Drugs having ability to diffuse and partition into the epithelium of the upper GIT (log P > 1, or preferable > 2); and those able to permeate oral mucosal tissue are considered ideal for ODT formulations. Patients who concurrently take anticholinergic medications may not be the best candidates for these drugs. Similarly, patients with Sjögren’s syndrome or dryness of the mouth due to decreased saliva production may not be good candidates for these tablet formulations20 . Drugs with a short half-life and frequent dosing, drugs which are very bitter or otherwise unacceptable taste because taste masking cannot be achieved or those which require controlled or sustained release are unsuitable candidates of rapidly dissolving oral dosage forms.

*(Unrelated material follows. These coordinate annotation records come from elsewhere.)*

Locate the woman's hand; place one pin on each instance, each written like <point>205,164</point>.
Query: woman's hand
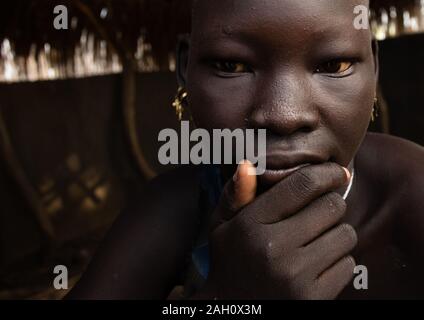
<point>287,243</point>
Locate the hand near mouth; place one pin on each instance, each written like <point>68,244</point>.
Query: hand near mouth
<point>287,243</point>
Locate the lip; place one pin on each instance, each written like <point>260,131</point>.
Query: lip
<point>281,165</point>
<point>271,177</point>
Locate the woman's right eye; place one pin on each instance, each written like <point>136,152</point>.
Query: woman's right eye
<point>231,67</point>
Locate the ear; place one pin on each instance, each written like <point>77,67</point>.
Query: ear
<point>375,52</point>
<point>183,47</point>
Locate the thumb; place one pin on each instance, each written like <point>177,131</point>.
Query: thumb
<point>244,185</point>
<point>237,193</point>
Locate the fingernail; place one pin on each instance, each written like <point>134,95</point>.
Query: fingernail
<point>348,175</point>
<point>236,176</point>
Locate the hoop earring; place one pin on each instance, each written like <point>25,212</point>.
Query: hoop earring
<point>178,103</point>
<point>375,108</point>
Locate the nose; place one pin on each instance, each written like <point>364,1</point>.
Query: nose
<point>284,105</point>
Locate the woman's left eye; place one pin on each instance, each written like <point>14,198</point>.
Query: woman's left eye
<point>231,67</point>
<point>335,67</point>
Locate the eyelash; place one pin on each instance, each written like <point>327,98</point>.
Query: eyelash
<point>337,74</point>
<point>226,67</point>
<point>223,66</point>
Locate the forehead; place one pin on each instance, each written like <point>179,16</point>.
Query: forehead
<point>284,19</point>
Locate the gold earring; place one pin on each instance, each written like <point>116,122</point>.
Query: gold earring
<point>374,114</point>
<point>178,103</point>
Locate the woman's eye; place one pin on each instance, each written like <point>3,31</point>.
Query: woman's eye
<point>231,67</point>
<point>335,67</point>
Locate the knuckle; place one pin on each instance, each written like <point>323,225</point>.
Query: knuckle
<point>348,232</point>
<point>350,263</point>
<point>294,269</point>
<point>335,203</point>
<point>305,179</point>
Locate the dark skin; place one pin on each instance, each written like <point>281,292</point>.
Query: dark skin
<point>282,66</point>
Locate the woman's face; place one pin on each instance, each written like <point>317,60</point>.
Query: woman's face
<point>296,68</point>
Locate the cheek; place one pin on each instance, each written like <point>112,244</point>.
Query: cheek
<point>346,112</point>
<point>218,103</point>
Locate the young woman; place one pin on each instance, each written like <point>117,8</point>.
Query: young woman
<point>332,197</point>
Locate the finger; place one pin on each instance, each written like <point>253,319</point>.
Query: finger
<point>296,191</point>
<point>314,220</point>
<point>332,281</point>
<point>331,247</point>
<point>244,186</point>
<point>237,193</point>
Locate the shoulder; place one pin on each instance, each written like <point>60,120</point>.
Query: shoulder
<point>397,167</point>
<point>394,161</point>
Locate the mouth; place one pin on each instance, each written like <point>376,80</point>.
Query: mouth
<point>271,176</point>
<point>278,167</point>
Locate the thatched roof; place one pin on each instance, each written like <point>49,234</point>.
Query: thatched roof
<point>110,30</point>
<point>30,22</point>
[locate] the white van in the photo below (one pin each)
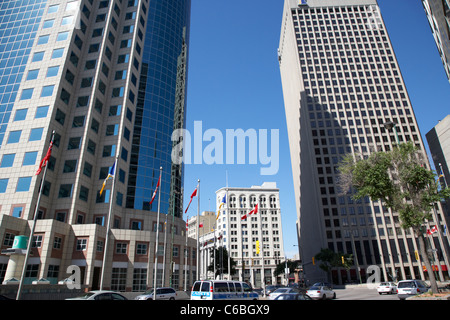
(222, 290)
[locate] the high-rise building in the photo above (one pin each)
(342, 84)
(253, 240)
(438, 140)
(109, 79)
(438, 14)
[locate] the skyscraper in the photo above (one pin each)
(438, 14)
(109, 78)
(342, 85)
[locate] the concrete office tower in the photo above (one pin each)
(341, 84)
(438, 14)
(240, 236)
(109, 77)
(439, 143)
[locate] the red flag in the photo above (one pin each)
(156, 190)
(255, 211)
(192, 195)
(433, 230)
(44, 161)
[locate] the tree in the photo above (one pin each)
(401, 180)
(221, 262)
(330, 259)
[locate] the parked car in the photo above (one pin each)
(408, 288)
(271, 288)
(161, 294)
(100, 295)
(321, 292)
(387, 287)
(293, 296)
(280, 291)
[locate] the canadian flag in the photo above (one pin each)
(255, 211)
(433, 230)
(156, 190)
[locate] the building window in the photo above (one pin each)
(17, 212)
(3, 185)
(23, 184)
(65, 191)
(52, 71)
(38, 56)
(43, 39)
(69, 166)
(29, 159)
(27, 94)
(7, 160)
(14, 136)
(32, 74)
(74, 143)
(48, 24)
(47, 91)
(81, 245)
(36, 134)
(57, 53)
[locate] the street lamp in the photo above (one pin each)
(392, 125)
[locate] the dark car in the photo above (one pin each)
(293, 296)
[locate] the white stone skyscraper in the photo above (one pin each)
(342, 85)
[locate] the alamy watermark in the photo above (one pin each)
(235, 146)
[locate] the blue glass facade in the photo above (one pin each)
(19, 22)
(160, 108)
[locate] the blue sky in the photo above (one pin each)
(234, 82)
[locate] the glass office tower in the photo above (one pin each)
(341, 85)
(108, 77)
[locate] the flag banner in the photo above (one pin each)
(255, 211)
(156, 190)
(44, 160)
(111, 174)
(433, 230)
(224, 200)
(192, 195)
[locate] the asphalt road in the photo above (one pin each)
(362, 293)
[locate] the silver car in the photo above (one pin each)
(161, 294)
(408, 288)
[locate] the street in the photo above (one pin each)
(362, 293)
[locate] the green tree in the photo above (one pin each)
(330, 259)
(401, 180)
(221, 262)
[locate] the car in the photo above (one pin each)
(387, 287)
(100, 295)
(293, 296)
(161, 294)
(279, 291)
(320, 292)
(322, 284)
(408, 288)
(271, 288)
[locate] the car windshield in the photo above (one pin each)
(86, 295)
(406, 284)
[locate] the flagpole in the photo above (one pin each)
(30, 240)
(108, 225)
(157, 239)
(198, 229)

Researchers have formulated ODT for various categories of drugs used for therapy in which rapid peak plasma concentration is required to achieve the desired pharmacological response. These include neuroleptics, cardiovascular agents, analgesics, antiallergic, anti-epileptics, anxiolytics, sedatives, hypnotics, diuretics, anti-parkinsonism agents, anti-bacterial agents and drugs used for erectile dysfunction34 .

Approaches to ODT Development

The fast disintegrating property of the tablet is attributable to a quick ingress of water into the tablet matrix resulting in its rapid disintegration. Hence, the basic approaches to develop rapidly dissolving oral dosage forms include maximizing the porous structure of the tablet matrix, incorporating the appropriate disintegrating agent and using highly watersoluble excipients in the formulation35 . As is often the case, a technology that is originally developed to address a particular administration need can quickly become adopted as part of a pharmaceutical company’s product life cycle management strategy, which is precisely what has happened with ODT technologies. Several patented technologies with their basis of formulation are listed in Table 1.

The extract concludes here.